A razão de ser das Forças Armadas (FA) não é ajudar as populações afectadas por um cataclismo natural; o cataclismo é que faz do apoio aos necessitados uma emergência à qual as FA também podem ser chamados a acudir. Se fossemos um país sem FA – imaginem que éramos anti-militaristas – teríamos naturalmente de desenhar de forma diferente o dispositivo de reacção a cataclismos; seria um dispositivo que não teria nas suas contas a possibilidade de recurso às FA, bem entendido.
Será que com a crise financeira todos estes argumentos que expus há uns anos em Pragmatismo de Salvação Nacional, inspirado por uma irritação profunda com “o estado a que isto chegou“, a favor da privatização da CGD, desapareceram?

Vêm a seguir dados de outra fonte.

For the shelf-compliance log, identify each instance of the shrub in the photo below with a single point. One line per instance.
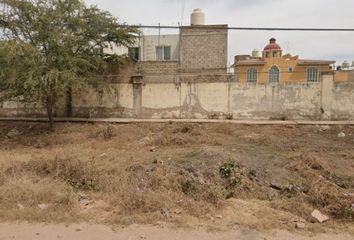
(228, 169)
(79, 174)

Porquê esta “dúvida” agora? Porque acho que com demasiada ligeireza andamos muito predispostos a passar a ver o mundo mais a preto e branco. Diria mesmo que com demasiada conveniência. É precisamente em alturas de medo, ansiedade e incerteza que devemos prezar ainda mais a capacidade de reflexão e o espírito crítico e, claro, suspeitar saudavelmente de lições prontas a servir.
Estou longe de ser um liberal dogmático como aqui alude Vital Moreira, mas já me sinto quando se reduz a justificação para o resultado final por eles sugerido (a privatização da CGD) aos seus fracos argumentos.

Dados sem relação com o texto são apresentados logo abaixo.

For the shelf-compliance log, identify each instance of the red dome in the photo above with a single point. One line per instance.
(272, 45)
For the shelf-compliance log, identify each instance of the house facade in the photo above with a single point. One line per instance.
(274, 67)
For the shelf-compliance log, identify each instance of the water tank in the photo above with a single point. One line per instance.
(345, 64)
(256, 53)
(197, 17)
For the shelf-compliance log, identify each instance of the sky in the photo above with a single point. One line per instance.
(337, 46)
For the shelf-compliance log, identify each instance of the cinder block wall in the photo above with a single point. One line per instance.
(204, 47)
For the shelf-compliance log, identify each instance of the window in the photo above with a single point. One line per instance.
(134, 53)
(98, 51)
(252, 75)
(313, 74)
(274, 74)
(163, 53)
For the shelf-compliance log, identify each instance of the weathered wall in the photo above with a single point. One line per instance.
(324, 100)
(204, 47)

O dogma liberal não é pior que um dogma estatizante acrítico. Eu prefiro um banco do Estado, bem gerido, alheio às clientelas partidárias de cada momento, e, já agora, com um rumo estratégico que gere intencionalmente uma influência positiva entre a forma como todas as instituições financeiras lidam com os clientes por quem concorrem. E, claro, um banco que siga uma política predefinida e publicamente discutida, com objectivos cristalinos em termos de desempenho do papel de “braço financeiro” do Estado português em Portugal e no Mundo.
Achar que a CGD se justifica essencialmente pelo seu papel em situações de crise sistémica é chocante por representar uma fraca consideração pelo interesse público e uma potencial carta branca para tudo o que de mal tem sido feito em relação à CGD.

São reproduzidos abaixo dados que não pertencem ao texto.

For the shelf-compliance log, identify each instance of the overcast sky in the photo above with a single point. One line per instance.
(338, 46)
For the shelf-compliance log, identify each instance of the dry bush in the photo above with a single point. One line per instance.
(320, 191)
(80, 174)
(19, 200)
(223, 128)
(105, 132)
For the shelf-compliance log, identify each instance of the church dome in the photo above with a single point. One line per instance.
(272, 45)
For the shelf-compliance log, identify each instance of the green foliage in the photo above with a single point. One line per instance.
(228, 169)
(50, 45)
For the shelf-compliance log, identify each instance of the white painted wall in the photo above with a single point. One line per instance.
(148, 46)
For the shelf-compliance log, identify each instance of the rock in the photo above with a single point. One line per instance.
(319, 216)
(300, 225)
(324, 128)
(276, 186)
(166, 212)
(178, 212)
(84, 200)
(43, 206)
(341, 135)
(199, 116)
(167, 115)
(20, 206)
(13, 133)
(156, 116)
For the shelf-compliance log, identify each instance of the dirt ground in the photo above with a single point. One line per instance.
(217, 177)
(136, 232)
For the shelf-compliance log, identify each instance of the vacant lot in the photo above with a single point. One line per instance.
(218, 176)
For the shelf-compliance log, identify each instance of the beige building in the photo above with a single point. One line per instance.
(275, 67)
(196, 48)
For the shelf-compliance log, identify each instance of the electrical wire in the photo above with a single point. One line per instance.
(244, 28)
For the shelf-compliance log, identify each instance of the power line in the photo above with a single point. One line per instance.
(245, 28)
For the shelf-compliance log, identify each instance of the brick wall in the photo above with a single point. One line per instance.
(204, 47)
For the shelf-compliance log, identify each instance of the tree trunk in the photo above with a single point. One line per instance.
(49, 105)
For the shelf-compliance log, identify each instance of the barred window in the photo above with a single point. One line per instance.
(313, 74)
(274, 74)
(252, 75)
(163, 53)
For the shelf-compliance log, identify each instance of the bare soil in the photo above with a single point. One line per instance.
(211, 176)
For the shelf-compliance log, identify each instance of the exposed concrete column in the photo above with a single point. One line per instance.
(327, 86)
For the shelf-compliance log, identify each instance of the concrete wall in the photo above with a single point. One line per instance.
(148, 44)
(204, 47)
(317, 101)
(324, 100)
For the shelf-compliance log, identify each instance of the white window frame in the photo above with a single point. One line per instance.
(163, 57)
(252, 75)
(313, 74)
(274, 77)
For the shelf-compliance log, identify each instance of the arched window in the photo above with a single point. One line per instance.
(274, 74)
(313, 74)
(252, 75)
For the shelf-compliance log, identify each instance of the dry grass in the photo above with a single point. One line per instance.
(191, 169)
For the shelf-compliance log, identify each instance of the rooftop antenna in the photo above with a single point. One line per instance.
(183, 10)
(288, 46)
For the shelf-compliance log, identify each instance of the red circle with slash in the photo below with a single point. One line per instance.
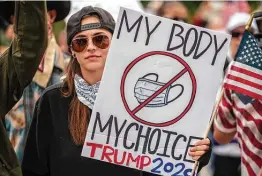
(181, 73)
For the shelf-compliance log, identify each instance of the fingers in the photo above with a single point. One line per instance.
(200, 148)
(196, 155)
(203, 142)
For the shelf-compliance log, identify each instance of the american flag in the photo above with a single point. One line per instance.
(245, 74)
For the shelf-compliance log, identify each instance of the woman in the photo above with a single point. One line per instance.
(58, 129)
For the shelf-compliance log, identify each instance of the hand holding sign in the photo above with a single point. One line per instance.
(200, 148)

Em bom rigor, se não tivéssemos um banco do Estado, o mais natural seria que o Banco de Portugal estivesse capacitado para, em situações de excepção, limitar essa lacuna de “esteio do sistema bancário” e então voltávamos a ficar coxos de argumentos para defender a CGD no Estado. Tal qual como no caso da ausência de FA e do cataclismo natural.